A group of religious leaders who support abortion rights filed a lawsuit Thursday challenging Missouri's abortion ban, saying lawmakers openly invoked their religious beliefs

while drafting the measure and thereby imposed those beliefs on others who don't share them. The lawsuit filed in St. Louis is the latest of many to challenge restrictive

abortion laws enacted by conservative states after the Supreme Court overturned Roe vs. Wade in June. That landmark ruling left abortion rights up to each state to

decide. Since then, religious abortion rights supporters have increasingly used religious freedom lawsuits in seeking to protect abortion access. The religious freedom

complaints are among nearly three dozen post-Roe lawsuits that have been filed against 19 states’ abortion bans, according to the Brennan Center for Justice.

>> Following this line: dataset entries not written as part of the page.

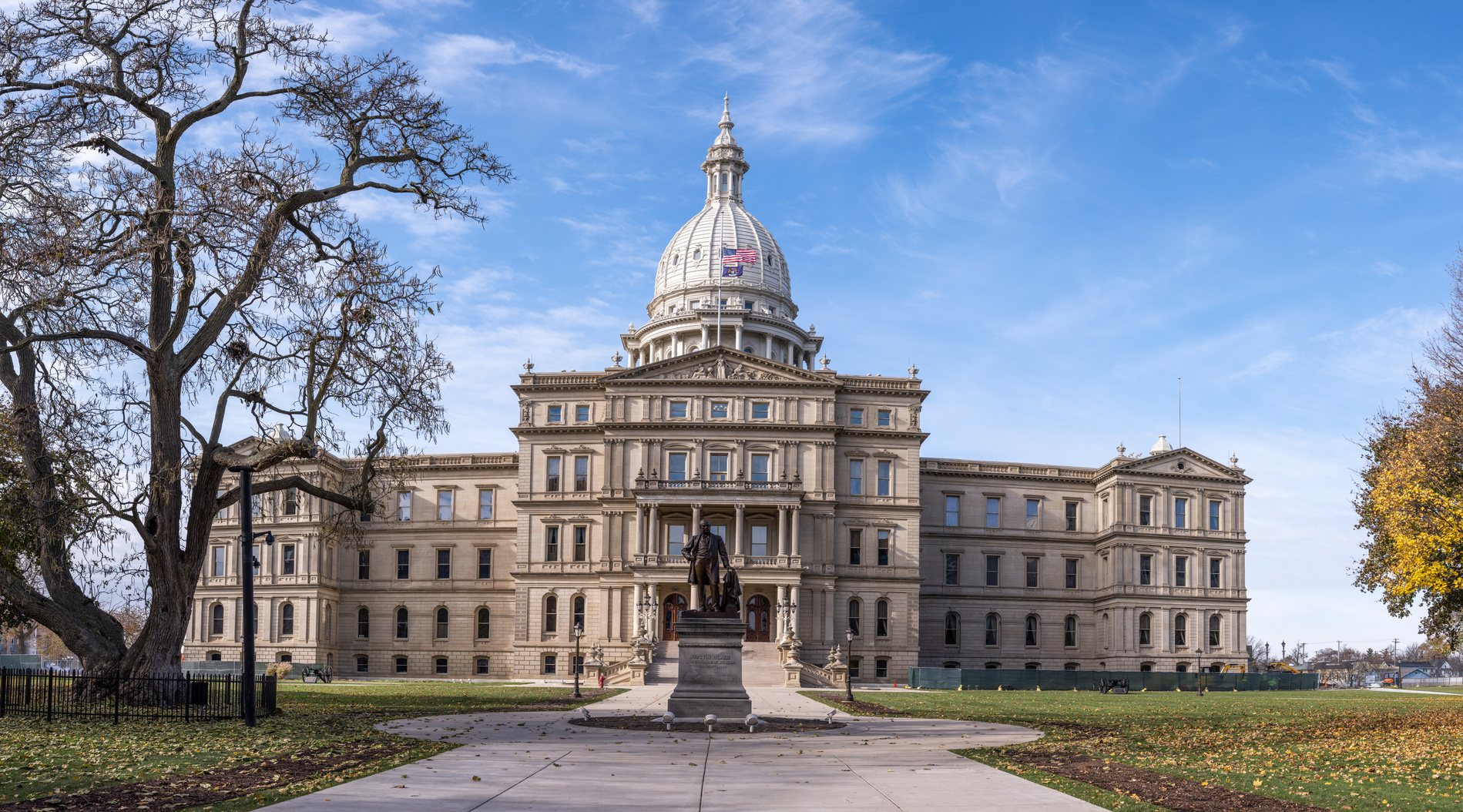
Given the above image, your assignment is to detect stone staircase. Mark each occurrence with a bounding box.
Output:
[645,639,680,685]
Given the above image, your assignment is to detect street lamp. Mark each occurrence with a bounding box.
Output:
[228,465,273,727]
[573,623,584,700]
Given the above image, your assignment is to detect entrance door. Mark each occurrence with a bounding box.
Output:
[746,596,773,643]
[659,592,686,639]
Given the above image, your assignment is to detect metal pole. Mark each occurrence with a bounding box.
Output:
[230,465,256,727]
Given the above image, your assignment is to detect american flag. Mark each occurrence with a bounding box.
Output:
[721,249,757,265]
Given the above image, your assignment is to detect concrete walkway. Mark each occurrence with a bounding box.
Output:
[268,685,1099,812]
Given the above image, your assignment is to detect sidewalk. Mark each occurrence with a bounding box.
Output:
[268,686,1099,812]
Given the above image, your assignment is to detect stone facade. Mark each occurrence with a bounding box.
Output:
[184,104,1250,680]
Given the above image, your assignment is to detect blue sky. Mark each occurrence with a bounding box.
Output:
[288,0,1463,649]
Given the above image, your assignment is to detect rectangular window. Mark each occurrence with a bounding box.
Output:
[752,454,770,483]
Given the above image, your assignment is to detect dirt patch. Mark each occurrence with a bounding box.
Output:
[569,716,844,736]
[0,742,420,812]
[814,693,910,716]
[995,749,1325,812]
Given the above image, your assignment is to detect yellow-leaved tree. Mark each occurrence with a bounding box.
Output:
[1354,252,1463,649]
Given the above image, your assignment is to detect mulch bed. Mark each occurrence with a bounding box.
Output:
[815,693,910,716]
[569,716,844,736]
[995,749,1325,812]
[0,742,421,812]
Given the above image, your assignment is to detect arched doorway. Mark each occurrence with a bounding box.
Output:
[659,592,686,639]
[746,596,773,643]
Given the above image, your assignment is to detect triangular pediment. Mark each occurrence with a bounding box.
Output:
[600,347,834,386]
[1113,448,1248,481]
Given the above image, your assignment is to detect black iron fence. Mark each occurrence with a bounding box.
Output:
[0,669,277,724]
[908,669,1320,690]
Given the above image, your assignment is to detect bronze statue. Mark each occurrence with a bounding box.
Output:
[680,519,732,612]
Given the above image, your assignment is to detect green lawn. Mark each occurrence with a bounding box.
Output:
[807,690,1463,812]
[0,682,617,810]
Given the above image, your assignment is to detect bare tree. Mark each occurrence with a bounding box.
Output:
[0,0,512,674]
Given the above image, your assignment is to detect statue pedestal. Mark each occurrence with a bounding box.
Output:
[666,612,752,718]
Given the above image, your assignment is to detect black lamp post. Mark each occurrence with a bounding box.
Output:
[230,465,273,727]
[573,623,584,700]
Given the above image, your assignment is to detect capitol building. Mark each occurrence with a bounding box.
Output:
[183,102,1250,685]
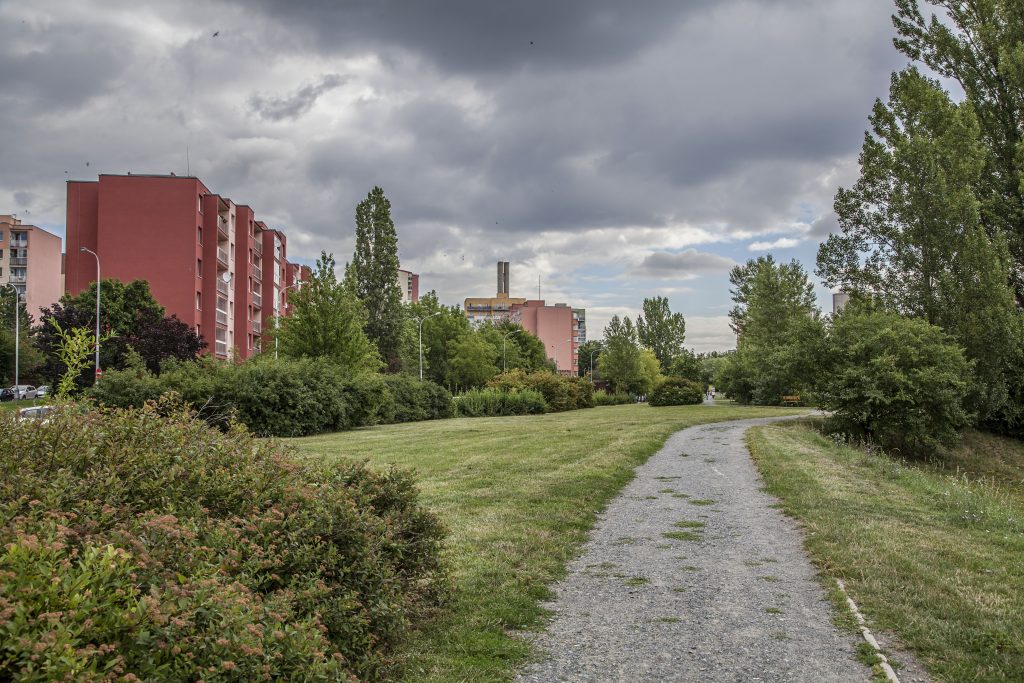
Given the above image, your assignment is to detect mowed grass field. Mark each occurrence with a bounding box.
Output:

The Missouri

lawsuit brought on behalf of 13 Christian and Jewish leaders seeks a permanent injunction barring the state from enforcing its abortion law and a declaration that provisions of

its law violate the Missouri Constitution. “What the lawsuit says is that when you legislate your religious beliefs into law, you impose your beliefs on everyone else and

force all of us to live by your own narrow beliefs,” said Michelle Banker of the National Women’s Law Center, the lead attorney in the case. “And that hurts us. That denies our

basic human rights.” Missouri Senate President Pro Tem Caleb Rowden, a Republican, called the lawsuit “foolish.” “We were acting on the belief that life is precious

and should be treated as such. I don’t think that’s a religious belief,” Rowden said.